Eric Church singles chronology
| "The Only Way I Know" (2012) | "Like Jesus Does" (2013) | "The Outsiders" (2013) |

= Like Jesus Does =

"Like Jesus Does" is a song written by Casey Beathard and Monty Criswell and recorded by American country music artist Eric Church. It was released in January 2013 as the fifth and final single from Church's 2011 album Chief. It was also his eighth consecutive single to be certified gold by the RIAA. It is the one of three songs on any of Church’s albums that he himself is not credited as a writer.

==Content==
The song is a mid-tempo ballad in which the narrator says that his lover accepts his personality and "loves [him] like Jesus does".

==Critical reception==
Giving it 3.5 stars out of 5, Billy Dukes of Taste of Country praised the lyrics and "vulnerability", but criticized the "plodding melody".

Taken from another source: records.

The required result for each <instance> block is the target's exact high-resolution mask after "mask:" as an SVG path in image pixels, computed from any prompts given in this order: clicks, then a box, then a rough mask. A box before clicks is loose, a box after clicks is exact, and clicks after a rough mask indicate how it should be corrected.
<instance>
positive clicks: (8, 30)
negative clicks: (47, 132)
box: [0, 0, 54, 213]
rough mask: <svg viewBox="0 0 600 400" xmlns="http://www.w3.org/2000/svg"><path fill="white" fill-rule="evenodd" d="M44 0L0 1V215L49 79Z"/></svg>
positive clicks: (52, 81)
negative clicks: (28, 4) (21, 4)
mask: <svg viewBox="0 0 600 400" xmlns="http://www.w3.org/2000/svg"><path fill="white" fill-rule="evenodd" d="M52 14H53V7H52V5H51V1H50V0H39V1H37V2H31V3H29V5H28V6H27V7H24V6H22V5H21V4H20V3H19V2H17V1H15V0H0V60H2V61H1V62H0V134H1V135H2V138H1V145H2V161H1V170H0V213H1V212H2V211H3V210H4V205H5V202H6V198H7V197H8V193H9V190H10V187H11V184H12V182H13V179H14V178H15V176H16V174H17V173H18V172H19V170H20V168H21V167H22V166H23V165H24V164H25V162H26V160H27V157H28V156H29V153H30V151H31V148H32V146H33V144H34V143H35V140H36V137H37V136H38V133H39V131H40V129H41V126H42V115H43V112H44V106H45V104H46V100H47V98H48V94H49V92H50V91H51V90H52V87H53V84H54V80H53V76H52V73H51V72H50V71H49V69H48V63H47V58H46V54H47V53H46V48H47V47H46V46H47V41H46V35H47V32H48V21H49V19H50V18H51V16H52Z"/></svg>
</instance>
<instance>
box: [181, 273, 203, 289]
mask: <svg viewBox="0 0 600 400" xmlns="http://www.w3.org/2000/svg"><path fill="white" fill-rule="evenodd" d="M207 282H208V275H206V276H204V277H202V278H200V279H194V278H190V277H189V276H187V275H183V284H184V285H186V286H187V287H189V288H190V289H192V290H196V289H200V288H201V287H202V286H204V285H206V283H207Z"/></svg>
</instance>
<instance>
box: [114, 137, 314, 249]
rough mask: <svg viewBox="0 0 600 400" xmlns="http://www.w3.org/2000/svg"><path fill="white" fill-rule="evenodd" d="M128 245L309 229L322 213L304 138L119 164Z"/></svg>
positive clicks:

==Commercial performance==
The song has sold 509,000 copies in the United States as of June 2013. It was certified Gold by the RIAA on June 13, 2013, and then Platinum on November 11, 2016 for a million units in sales and streams.

==Music video==
"Like Jesus Does" was directed by John Peets premiered on CMT and GAC in February 2013.

==Chart performance==

| Chart (2013) | Peak position |
|---|---|
| Canada Hot 100 (Billboard) | 56 |
| Canada Country (Billboard) | 5 |
| US Billboard Hot 100 | 59 |
| US Hot Country Songs (Billboard) | 13 |
| US Country Airplay (Billboard) | 6 |

===Year-end charts===

| Chart (2013) | Position |
|---|---|
| US Country Airplay (Billboard) | 46 |
| US Hot Country Songs (Billboard) | 47 |

==Certifications==

| Region | Certification | Certified units/sales |
| Canada (Music Canada) | Gold | 40,000^{*} |
| United States (RIAA) | Platinum | 1,000,000^{‡} / 509,000 |
^{*} Sales figures based on certification alone.